RSSB publishes 2023-24 business plan

The rail industry is under substantial pressure. Wider economic challenges, high energy costs, skills shortages, the pandemic, industrial relations, and the prospect of sector reform all continue to bring uncertainty to our members.

Which means even greater demands on Rail Safety and Standards Board (RSSB), and its work to maintain levels of safety and reduce costs—both its own and those across the industry. In its 2023-24 plan it has set out the core projects that it intends to progress and deliver.

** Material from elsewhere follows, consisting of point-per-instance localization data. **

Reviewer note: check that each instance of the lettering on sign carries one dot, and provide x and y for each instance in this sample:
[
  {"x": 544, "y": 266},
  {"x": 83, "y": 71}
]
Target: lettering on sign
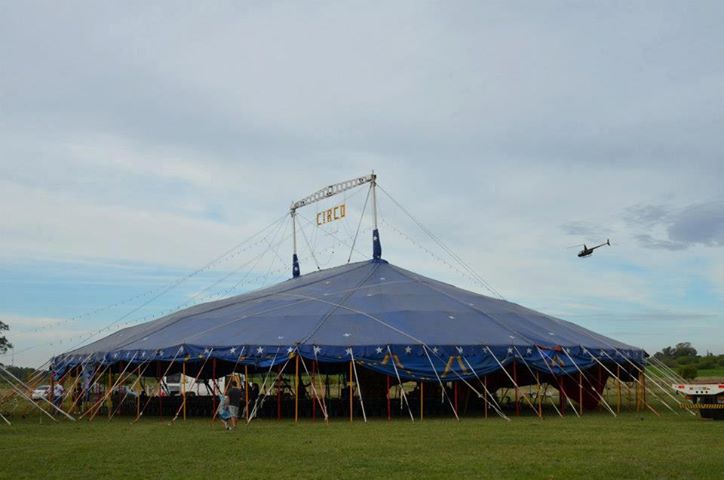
[{"x": 331, "y": 214}]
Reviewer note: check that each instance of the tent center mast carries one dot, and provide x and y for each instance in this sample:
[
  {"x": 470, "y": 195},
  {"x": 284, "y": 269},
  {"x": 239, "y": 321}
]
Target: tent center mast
[{"x": 330, "y": 191}]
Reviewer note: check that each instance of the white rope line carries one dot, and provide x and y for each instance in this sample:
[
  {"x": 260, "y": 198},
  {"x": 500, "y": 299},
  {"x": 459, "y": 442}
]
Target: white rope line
[
  {"x": 442, "y": 387},
  {"x": 361, "y": 217},
  {"x": 533, "y": 375},
  {"x": 160, "y": 383},
  {"x": 109, "y": 392},
  {"x": 7, "y": 373},
  {"x": 496, "y": 406},
  {"x": 193, "y": 384},
  {"x": 314, "y": 390},
  {"x": 140, "y": 374},
  {"x": 582, "y": 375},
  {"x": 316, "y": 359},
  {"x": 359, "y": 390},
  {"x": 25, "y": 396},
  {"x": 638, "y": 382},
  {"x": 442, "y": 245},
  {"x": 560, "y": 387},
  {"x": 402, "y": 389},
  {"x": 535, "y": 410},
  {"x": 262, "y": 390}
]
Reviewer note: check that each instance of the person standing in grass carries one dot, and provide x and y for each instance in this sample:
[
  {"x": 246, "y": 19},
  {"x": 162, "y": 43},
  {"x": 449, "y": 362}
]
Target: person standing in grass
[{"x": 234, "y": 395}]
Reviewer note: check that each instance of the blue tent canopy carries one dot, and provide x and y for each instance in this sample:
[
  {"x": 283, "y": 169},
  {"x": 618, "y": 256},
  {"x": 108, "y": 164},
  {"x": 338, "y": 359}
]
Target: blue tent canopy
[{"x": 382, "y": 316}]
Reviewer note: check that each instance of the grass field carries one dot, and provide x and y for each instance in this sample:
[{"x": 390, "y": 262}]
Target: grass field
[
  {"x": 711, "y": 373},
  {"x": 596, "y": 446}
]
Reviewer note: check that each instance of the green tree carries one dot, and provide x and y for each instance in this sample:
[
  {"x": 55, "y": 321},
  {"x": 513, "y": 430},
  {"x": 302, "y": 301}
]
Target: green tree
[{"x": 5, "y": 345}]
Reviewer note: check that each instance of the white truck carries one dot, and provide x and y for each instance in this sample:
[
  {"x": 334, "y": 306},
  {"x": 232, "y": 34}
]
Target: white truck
[{"x": 708, "y": 398}]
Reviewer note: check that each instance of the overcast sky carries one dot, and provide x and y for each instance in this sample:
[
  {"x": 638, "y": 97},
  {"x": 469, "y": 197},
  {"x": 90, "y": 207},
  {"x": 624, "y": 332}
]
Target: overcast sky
[{"x": 138, "y": 142}]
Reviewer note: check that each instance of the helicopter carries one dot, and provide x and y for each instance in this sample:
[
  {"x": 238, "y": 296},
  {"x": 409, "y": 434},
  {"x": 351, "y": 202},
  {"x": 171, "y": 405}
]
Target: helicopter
[{"x": 588, "y": 251}]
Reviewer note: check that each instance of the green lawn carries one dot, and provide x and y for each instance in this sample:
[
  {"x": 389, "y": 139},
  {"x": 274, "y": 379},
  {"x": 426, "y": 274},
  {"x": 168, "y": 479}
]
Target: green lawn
[
  {"x": 595, "y": 446},
  {"x": 711, "y": 373}
]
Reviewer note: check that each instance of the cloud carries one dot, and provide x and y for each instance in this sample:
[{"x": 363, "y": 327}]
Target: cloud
[
  {"x": 700, "y": 224},
  {"x": 164, "y": 136},
  {"x": 695, "y": 224}
]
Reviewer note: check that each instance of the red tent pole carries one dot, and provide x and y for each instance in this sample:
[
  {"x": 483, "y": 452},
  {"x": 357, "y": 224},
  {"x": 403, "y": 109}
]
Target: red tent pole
[
  {"x": 515, "y": 379},
  {"x": 279, "y": 399},
  {"x": 485, "y": 382},
  {"x": 456, "y": 395},
  {"x": 314, "y": 404},
  {"x": 580, "y": 391},
  {"x": 213, "y": 375},
  {"x": 389, "y": 409},
  {"x": 160, "y": 397}
]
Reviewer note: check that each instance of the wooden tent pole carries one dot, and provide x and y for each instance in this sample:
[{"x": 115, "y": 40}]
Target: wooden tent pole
[
  {"x": 316, "y": 397},
  {"x": 485, "y": 397},
  {"x": 538, "y": 394},
  {"x": 138, "y": 397},
  {"x": 247, "y": 384},
  {"x": 580, "y": 392},
  {"x": 351, "y": 392},
  {"x": 618, "y": 388},
  {"x": 214, "y": 390},
  {"x": 160, "y": 398},
  {"x": 296, "y": 389},
  {"x": 389, "y": 406},
  {"x": 110, "y": 394},
  {"x": 455, "y": 395},
  {"x": 515, "y": 380},
  {"x": 183, "y": 386},
  {"x": 422, "y": 401}
]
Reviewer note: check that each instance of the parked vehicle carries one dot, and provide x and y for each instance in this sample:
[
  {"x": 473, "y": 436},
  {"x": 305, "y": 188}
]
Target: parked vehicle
[{"x": 40, "y": 392}]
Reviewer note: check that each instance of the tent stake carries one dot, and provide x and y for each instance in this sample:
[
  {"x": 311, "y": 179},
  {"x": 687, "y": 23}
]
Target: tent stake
[
  {"x": 422, "y": 400},
  {"x": 618, "y": 389},
  {"x": 485, "y": 397},
  {"x": 389, "y": 407},
  {"x": 351, "y": 392},
  {"x": 580, "y": 391},
  {"x": 515, "y": 383}
]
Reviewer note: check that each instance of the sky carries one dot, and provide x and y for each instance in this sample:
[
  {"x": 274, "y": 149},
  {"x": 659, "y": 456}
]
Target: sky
[{"x": 141, "y": 141}]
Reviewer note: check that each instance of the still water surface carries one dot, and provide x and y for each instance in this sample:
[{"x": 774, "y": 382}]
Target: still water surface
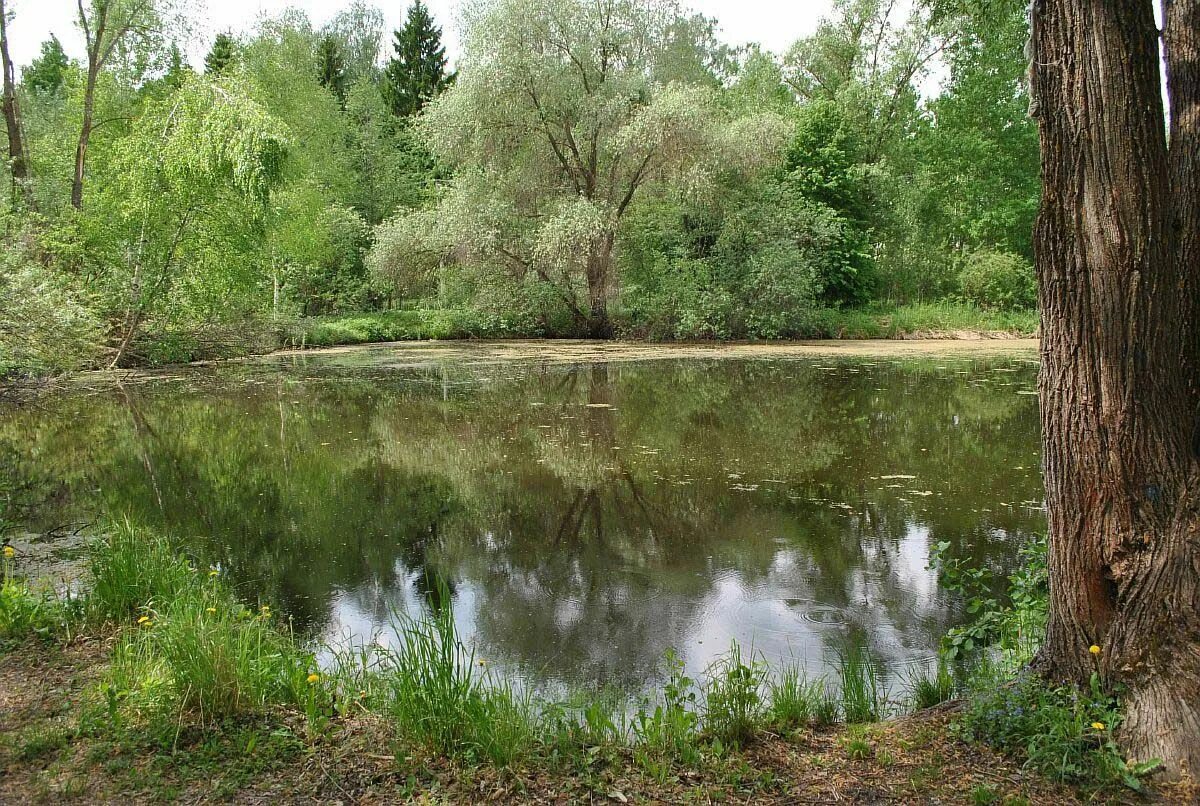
[{"x": 586, "y": 516}]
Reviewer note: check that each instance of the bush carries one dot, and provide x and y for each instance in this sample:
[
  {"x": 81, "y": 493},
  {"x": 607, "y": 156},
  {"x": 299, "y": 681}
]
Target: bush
[
  {"x": 43, "y": 326},
  {"x": 999, "y": 281}
]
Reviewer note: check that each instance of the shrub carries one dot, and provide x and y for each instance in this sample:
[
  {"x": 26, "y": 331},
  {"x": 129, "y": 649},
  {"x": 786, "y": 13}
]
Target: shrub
[
  {"x": 45, "y": 328},
  {"x": 999, "y": 281}
]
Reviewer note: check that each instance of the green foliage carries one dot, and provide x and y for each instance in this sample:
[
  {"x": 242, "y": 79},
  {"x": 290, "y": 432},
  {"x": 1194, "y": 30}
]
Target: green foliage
[
  {"x": 221, "y": 55},
  {"x": 437, "y": 695},
  {"x": 825, "y": 166},
  {"x": 589, "y": 155},
  {"x": 1063, "y": 733},
  {"x": 417, "y": 73},
  {"x": 670, "y": 732},
  {"x": 999, "y": 281},
  {"x": 863, "y": 693},
  {"x": 797, "y": 702},
  {"x": 46, "y": 325},
  {"x": 331, "y": 67},
  {"x": 1014, "y": 629},
  {"x": 132, "y": 571},
  {"x": 933, "y": 689},
  {"x": 25, "y": 609},
  {"x": 46, "y": 74},
  {"x": 733, "y": 698}
]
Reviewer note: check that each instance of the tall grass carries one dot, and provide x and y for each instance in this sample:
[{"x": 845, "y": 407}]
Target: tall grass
[
  {"x": 436, "y": 695},
  {"x": 192, "y": 653},
  {"x": 797, "y": 702},
  {"x": 733, "y": 699},
  {"x": 132, "y": 571},
  {"x": 863, "y": 691}
]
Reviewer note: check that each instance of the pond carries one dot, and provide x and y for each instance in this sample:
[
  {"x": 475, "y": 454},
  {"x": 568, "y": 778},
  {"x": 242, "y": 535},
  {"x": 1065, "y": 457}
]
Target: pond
[{"x": 583, "y": 509}]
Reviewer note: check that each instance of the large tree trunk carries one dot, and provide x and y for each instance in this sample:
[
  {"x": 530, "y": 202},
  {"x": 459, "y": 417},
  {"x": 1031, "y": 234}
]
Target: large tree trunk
[
  {"x": 1115, "y": 247},
  {"x": 89, "y": 109},
  {"x": 17, "y": 162}
]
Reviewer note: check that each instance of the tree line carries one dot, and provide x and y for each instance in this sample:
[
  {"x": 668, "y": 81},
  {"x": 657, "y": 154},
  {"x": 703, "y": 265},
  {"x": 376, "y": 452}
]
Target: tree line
[{"x": 599, "y": 169}]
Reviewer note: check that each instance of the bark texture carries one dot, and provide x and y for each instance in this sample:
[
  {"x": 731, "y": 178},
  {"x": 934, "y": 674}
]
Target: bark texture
[
  {"x": 18, "y": 164},
  {"x": 1116, "y": 258}
]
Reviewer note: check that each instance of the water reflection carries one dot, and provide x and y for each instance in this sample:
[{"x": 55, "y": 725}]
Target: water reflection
[{"x": 585, "y": 517}]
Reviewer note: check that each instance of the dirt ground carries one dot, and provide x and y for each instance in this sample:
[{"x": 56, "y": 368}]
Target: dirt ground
[{"x": 49, "y": 755}]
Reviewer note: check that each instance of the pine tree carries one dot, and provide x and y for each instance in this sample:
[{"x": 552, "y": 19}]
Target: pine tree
[
  {"x": 418, "y": 71},
  {"x": 221, "y": 55},
  {"x": 45, "y": 74},
  {"x": 331, "y": 67},
  {"x": 177, "y": 68}
]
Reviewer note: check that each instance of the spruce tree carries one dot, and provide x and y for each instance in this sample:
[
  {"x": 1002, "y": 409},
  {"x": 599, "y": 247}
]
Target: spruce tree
[
  {"x": 45, "y": 74},
  {"x": 418, "y": 71},
  {"x": 221, "y": 55},
  {"x": 331, "y": 67}
]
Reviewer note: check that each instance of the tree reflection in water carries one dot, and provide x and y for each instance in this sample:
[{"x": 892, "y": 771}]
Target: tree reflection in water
[{"x": 583, "y": 518}]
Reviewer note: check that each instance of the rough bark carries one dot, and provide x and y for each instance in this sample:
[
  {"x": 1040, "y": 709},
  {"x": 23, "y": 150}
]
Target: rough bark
[
  {"x": 1117, "y": 384},
  {"x": 100, "y": 46},
  {"x": 18, "y": 164}
]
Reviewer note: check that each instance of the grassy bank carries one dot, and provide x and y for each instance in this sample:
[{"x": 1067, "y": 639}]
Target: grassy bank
[
  {"x": 930, "y": 320},
  {"x": 162, "y": 660}
]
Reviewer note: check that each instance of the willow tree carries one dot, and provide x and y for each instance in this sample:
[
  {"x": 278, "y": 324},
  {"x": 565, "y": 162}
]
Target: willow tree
[
  {"x": 112, "y": 28},
  {"x": 1117, "y": 247},
  {"x": 217, "y": 155},
  {"x": 564, "y": 112}
]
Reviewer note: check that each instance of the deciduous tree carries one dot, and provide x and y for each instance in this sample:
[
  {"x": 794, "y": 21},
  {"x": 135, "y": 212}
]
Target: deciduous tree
[{"x": 1117, "y": 247}]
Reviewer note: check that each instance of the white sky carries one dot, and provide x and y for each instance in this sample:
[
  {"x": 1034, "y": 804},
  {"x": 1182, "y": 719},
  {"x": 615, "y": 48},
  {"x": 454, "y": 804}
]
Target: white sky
[{"x": 774, "y": 24}]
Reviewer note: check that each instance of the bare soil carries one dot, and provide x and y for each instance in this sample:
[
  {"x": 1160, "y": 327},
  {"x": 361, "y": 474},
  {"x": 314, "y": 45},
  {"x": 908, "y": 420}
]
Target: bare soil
[{"x": 48, "y": 755}]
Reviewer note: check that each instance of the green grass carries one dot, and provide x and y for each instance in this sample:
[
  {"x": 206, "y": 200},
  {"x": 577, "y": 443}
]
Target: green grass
[
  {"x": 28, "y": 609},
  {"x": 1065, "y": 733},
  {"x": 915, "y": 320},
  {"x": 733, "y": 698},
  {"x": 863, "y": 695},
  {"x": 191, "y": 657},
  {"x": 875, "y": 322},
  {"x": 132, "y": 572},
  {"x": 929, "y": 689}
]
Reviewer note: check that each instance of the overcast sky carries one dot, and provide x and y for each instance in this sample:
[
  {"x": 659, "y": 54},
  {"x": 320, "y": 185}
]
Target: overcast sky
[{"x": 774, "y": 24}]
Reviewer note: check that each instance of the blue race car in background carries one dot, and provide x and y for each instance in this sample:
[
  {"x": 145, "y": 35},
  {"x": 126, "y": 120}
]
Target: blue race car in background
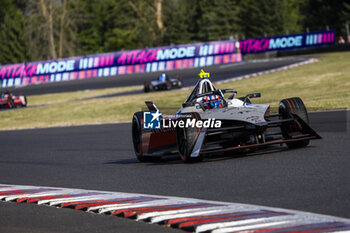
[{"x": 163, "y": 82}]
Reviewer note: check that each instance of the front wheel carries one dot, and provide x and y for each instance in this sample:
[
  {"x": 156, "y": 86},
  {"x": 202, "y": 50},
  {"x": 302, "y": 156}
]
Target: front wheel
[
  {"x": 288, "y": 107},
  {"x": 186, "y": 140},
  {"x": 147, "y": 87}
]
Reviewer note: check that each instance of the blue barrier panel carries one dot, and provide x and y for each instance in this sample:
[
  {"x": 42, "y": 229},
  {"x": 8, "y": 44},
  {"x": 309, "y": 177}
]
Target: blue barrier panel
[
  {"x": 295, "y": 41},
  {"x": 118, "y": 63}
]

The new normal for how the railway is delivered and maintained is still not yet fully defined. RSSB will continue to play its part as an independent overseer of the industry’s health and safety strategy. Alongside this RSSB’s programmes also provide input to efficiency, effectiveness, and performance. All of which affect the customer experience, that will encourage people back onto the railway, as a socially responsible way to travel.

Johnny Schute, Chief Operating Officer at RSSB said: “The task of getting passengers back onto the railway remains an important target, as does enabling freight to grow. As the same time, we have to respond to financial constraints. The costs imposed by the pandemic have been added to by the need to support Ukraine’s war effort, and local subsidies to offset increased energy costs. All of which, combined with the highest level of inflation in a generation, means that we need to develop a sound business case for every bit of government investment. And that our work to reduce costs across the industry must continue.

“While we continue to deliver on our historic functions, we also need to add to our portfolio. Our contributions to the development and implementation of the Sector Target Operating Model, the Long-Term Plan for Rail, and the Sustainable Rail Blueprint will continue. To do more, effectively with less, we will continue to develop our commercial offering and use that revenue to deliver for the industry, while reducing our dependence on the member levy.”